Federal Reserve Chairman Ben S. Bernanke said
Federal Reserve Chairman Ben S. Bernanke said "the benefits of being large are going to decline over time, which means some banks are going to voluntarily begin to reduce their size." Photographer: Andrew Harrer/Bloomberg

Feb. 26 (Bloomberg) -- Federal Reserve Chairman Ben S. Bernanke said he wants to end investor perceptions that the largest U.S. financial institutions will be given taxpayer bailouts to prevent a collapse.

“We need to stop too-big-to-fail,” Bernanke said in testimony to the Senate Banking Committee in Washington today in response to a question from Senator Elizabeth Warren, Democrat of Massachusetts. “As somebody who’s spent a lot of late nights trying to deal with these problems and the crisis, I would very much like to have the confidence that we could close down a large institution without causing damage to the rest of the economy.”

Warren cited a Bloomberg View article estimating that the largest U.S. banks receive an implicit taxpayer subsidy amounting to $83 billion a year because their funding costs are lowered by the perception they won’t be allowed to fail.

“These big financial institutions are getting cheaper borrowing to the tune of $83 billion in a single year simply because people believe the government will step in and bail them out,” Warren said. “I’m just saying, if they’re getting it, why shouldn’t they pay for it?”

“I think we should get rid of it,” Bernanke said.

Regulators and lawmakers are seeking ways to minimize the risk the government will again need to rescue the nation’s largest financial institutions, as it did during the financial crisis with bailouts of firms including Citigroup Inc. and American International Group Inc.

Dodd-Frank

The 2010 Dodd-Frank Act gave the Federal Deposit Insurance Corp. power to wind down failing firms, and banks must draw up “living wills” spelling out how that could be done.

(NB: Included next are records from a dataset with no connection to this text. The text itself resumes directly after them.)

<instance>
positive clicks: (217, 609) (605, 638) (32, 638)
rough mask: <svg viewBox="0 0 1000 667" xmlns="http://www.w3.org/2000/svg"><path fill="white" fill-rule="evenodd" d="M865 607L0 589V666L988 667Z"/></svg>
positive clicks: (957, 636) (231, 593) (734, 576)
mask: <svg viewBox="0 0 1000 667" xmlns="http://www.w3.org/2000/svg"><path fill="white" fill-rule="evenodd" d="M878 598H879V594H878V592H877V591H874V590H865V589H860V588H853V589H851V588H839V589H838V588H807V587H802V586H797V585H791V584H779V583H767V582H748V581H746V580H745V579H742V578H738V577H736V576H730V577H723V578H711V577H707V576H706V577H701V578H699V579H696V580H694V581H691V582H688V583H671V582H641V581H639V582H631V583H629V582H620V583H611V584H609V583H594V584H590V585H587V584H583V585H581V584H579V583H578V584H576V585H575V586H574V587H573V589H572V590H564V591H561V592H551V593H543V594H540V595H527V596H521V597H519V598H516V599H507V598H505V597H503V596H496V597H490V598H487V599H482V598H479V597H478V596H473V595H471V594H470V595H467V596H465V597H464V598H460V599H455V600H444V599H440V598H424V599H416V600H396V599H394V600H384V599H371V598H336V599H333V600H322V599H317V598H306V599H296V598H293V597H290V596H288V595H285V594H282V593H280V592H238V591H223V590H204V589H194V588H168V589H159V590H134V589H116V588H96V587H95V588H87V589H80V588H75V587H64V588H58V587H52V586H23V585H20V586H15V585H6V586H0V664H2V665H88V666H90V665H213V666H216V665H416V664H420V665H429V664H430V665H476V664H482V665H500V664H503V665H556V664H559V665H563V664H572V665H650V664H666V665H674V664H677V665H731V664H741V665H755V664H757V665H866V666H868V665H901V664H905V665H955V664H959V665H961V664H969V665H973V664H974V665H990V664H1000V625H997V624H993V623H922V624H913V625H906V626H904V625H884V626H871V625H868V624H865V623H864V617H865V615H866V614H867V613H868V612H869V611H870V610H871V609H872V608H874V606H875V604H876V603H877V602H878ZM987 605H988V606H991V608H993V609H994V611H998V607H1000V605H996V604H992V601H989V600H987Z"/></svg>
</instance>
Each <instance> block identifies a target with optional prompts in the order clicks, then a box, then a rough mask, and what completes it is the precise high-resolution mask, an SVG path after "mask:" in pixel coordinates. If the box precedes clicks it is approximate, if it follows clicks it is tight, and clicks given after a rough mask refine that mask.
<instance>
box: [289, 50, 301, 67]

Even so, officials, including Fed Governor Daniel Tarullo, Dallas Fed President Richard Fisher and Senator Sherrod Brown of Ohio, a Democrat, say more should be done to limit the size of banks.

“We’re moving in the right direction,” Bernanke said in response to Warren’s questions. “Over time you’ll see increasing market expectations that these institutions can fail,” he said. “The benefits of being large are going to decline over time, which means some banks are going to voluntarily begin to reduce their size.”

New strategies under consideration range from legislation to cap the size of big banks or make them raise more capital to regulatory actions to discourage mergers or require that financial firms hold specified levels of long-term debt to convert into equity in a failure.